4.3.5 Bank solvency (SOLVENCY)

Following the Louzis et al. (2012) , Klein (2013) , Makri et al. (2014) , Chaibi and Ftiti (2015) and Ghosh (2015) , this study determines the effect of bank's solvency on asset quality by using a ratio of bank's equity to total assets. The literature suggests that managers of thinly capitalized banks have moral hazard incentives to engage in risky lending practices, along with poor credit screening and monitoring of borrowers ( Keeton and Morris, 1987 ). The inverse relation between solvency and NPLs validates the existence of “ moral hazard ” hypothesis in the Indian banking industry.

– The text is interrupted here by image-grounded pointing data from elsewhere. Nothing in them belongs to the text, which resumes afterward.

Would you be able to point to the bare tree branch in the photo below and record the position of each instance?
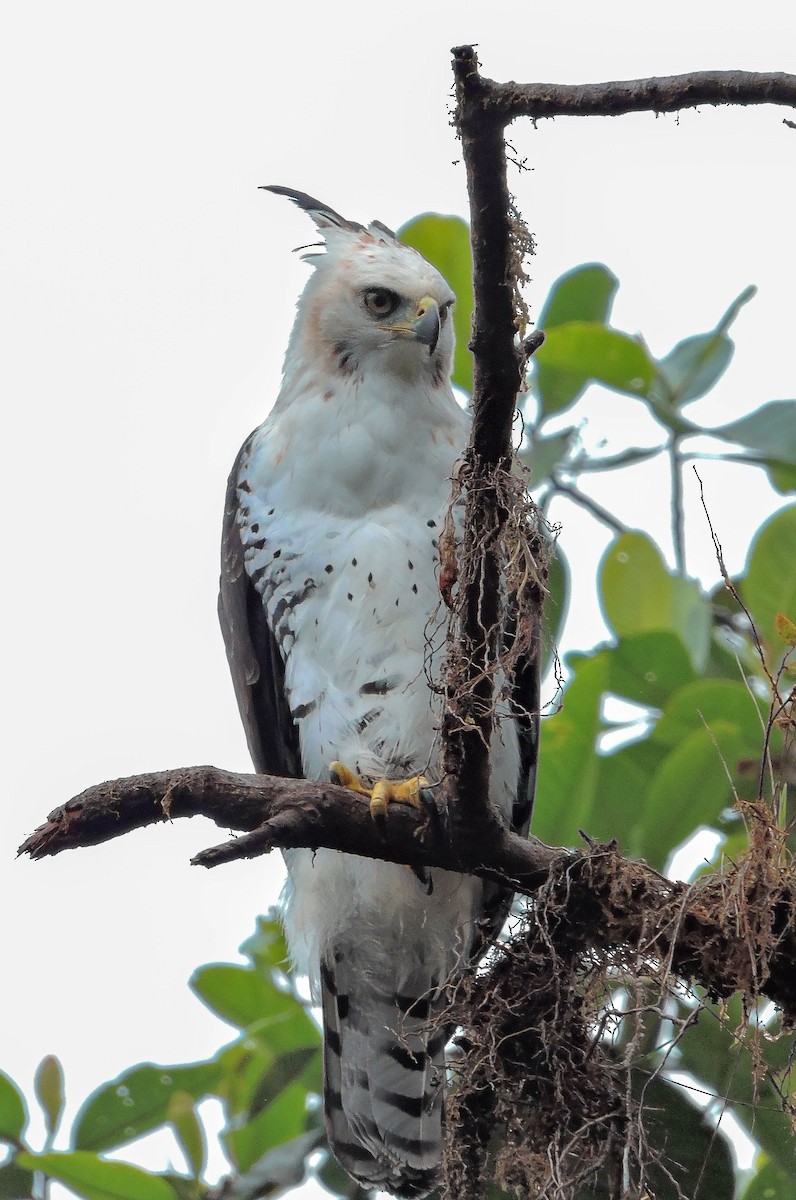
(283, 814)
(497, 373)
(502, 102)
(725, 931)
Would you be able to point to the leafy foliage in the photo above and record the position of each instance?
(695, 700)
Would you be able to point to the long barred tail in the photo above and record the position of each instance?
(383, 1080)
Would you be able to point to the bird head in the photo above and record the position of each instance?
(372, 301)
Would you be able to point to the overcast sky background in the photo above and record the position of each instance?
(147, 291)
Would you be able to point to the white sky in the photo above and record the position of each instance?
(147, 291)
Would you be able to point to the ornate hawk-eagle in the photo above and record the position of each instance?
(334, 627)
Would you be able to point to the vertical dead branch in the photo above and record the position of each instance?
(496, 382)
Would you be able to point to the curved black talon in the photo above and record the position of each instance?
(436, 820)
(424, 877)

4.4 Industry-specific variable

4.4.1 concentration ratio (cr 10 ).

Only few studies have determined the impact of bank concentration on the credit risk. This variable measures a concentration of top ten banks in terms of advances in the industry during a particular year. The literature suggests that a higher concentration in lending by top ten banks increases the likelihood of credit risk. It is argued that banks with high degree of concentration may aggressive lend to specific sectors (such as agriculture and commerce) as a strategic choice to gain market power and earn higher profits which lead to high level of NPLs in future. Following Louzis et al. (2012) , we hypothesized the concentration to have a positive impact on credit risk.

4.5 Dummy variables

4.5.1 prudential norms (pnorms).

This variable is included in the econometric model as a dummy variable for a policy change. It represents a role of prudential norms in the improving the assets quality across Indian banks. The Reserve Bank of India has implemented a reform measure pertaining to classification of an asset as nonperforming and defined an asset to be a nonperforming when it remained not paid for 90 days, as on end of 2004. It is hypothesized that regulatory reforms has led to the improvement in the asset quality of Indian banks.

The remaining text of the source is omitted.